Featuring an all-star class of elite black comedians, the likes of whom have not been seen since Eddie Murphy’s Boomerang and Harlem Nights, Top Five stars Rock, JB Smoove, Tracy Morgan, Michael Che, Cedric the Entertainer, Kevin Hart, Sherri Shepherd, Gabrielle Union, Leslie Jones and Rosario Dawson. This modern comedy is smart, funny, full of wit and delicious ribaldry.
Rock plays a standup comic named Andre Allen who made it big by portraying a man in a bear suit named Hammy, but now he wishes to move beyond that character and try to make a name for himself in dramatic roles. But things aren’t going so well because the media and his fans simply won’t take his career shift seriously and insist that he play a character he’s grown tired of.
Rock portrays Allen as intelligent, thoughtful, introspective and vulnerable to his addictions. In fact, he is a recovering alcoholic who has been sober for five years when the movie begins. At a press conference last month in New York City featuring the film’s stars, Union spoke of her own addictions.
“I think the addiction for my character, as well as my addiction in real life, is the addiction of wanting to please, to want to be liked and to be validated by other people,” Union candidly stated. “In the film, you have this girl who doesn’t have any discernible talent, any quantifiable talent, except who she is and that people have decided to like her and that people are interested in her wedding.
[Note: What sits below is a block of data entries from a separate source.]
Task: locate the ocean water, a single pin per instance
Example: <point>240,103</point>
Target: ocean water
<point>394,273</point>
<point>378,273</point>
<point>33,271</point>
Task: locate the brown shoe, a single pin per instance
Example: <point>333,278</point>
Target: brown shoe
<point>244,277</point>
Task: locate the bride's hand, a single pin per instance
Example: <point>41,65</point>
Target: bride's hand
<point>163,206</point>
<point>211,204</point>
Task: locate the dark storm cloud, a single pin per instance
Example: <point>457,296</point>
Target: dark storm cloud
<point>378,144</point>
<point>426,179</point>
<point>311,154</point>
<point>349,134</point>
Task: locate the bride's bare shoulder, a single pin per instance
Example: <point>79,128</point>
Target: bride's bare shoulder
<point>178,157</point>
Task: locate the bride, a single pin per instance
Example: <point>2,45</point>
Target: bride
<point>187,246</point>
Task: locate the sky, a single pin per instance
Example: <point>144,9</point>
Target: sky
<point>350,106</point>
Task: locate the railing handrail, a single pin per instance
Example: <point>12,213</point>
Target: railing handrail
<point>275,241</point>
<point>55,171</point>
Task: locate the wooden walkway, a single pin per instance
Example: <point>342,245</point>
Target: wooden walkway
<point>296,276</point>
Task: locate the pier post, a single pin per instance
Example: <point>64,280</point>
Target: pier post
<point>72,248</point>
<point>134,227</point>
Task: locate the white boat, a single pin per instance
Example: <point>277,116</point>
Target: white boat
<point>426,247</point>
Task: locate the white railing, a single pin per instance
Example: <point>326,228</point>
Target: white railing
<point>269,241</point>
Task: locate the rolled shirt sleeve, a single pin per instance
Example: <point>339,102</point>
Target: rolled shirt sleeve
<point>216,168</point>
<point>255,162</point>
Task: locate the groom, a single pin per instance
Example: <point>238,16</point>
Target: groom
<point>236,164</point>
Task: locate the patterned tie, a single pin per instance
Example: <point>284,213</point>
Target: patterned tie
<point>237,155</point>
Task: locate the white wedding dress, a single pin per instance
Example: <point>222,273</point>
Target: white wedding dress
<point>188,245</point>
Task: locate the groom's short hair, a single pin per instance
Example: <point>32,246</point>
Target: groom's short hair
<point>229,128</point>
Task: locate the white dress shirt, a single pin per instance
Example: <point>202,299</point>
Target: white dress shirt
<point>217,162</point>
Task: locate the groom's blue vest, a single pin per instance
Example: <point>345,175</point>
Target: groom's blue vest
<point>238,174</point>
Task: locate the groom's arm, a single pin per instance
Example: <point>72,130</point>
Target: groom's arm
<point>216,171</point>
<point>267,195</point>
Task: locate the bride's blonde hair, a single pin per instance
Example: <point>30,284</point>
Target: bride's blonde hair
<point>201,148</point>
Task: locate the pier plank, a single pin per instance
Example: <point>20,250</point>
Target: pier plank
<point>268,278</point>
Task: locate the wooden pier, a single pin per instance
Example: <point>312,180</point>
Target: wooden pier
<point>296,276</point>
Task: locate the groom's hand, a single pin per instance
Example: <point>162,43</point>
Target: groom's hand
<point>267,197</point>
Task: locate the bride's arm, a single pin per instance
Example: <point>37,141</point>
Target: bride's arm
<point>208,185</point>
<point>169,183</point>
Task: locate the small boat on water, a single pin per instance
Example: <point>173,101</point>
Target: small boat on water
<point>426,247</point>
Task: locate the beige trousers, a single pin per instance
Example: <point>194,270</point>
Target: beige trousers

“There’s this constant addiction to feed the beast,” she continued. “How do I stay being liked? How do I avoid unemployment? How do I, how do I, how do I? I think that becomes addicting in our industry and in life. I think that’s something everyone everywhere can relate to, wanting to be liked and be chosen. With reality TV we’ve just taken it a step further, to be publicly chosen. In our own lives, we want to be chosen. We want to be picked.”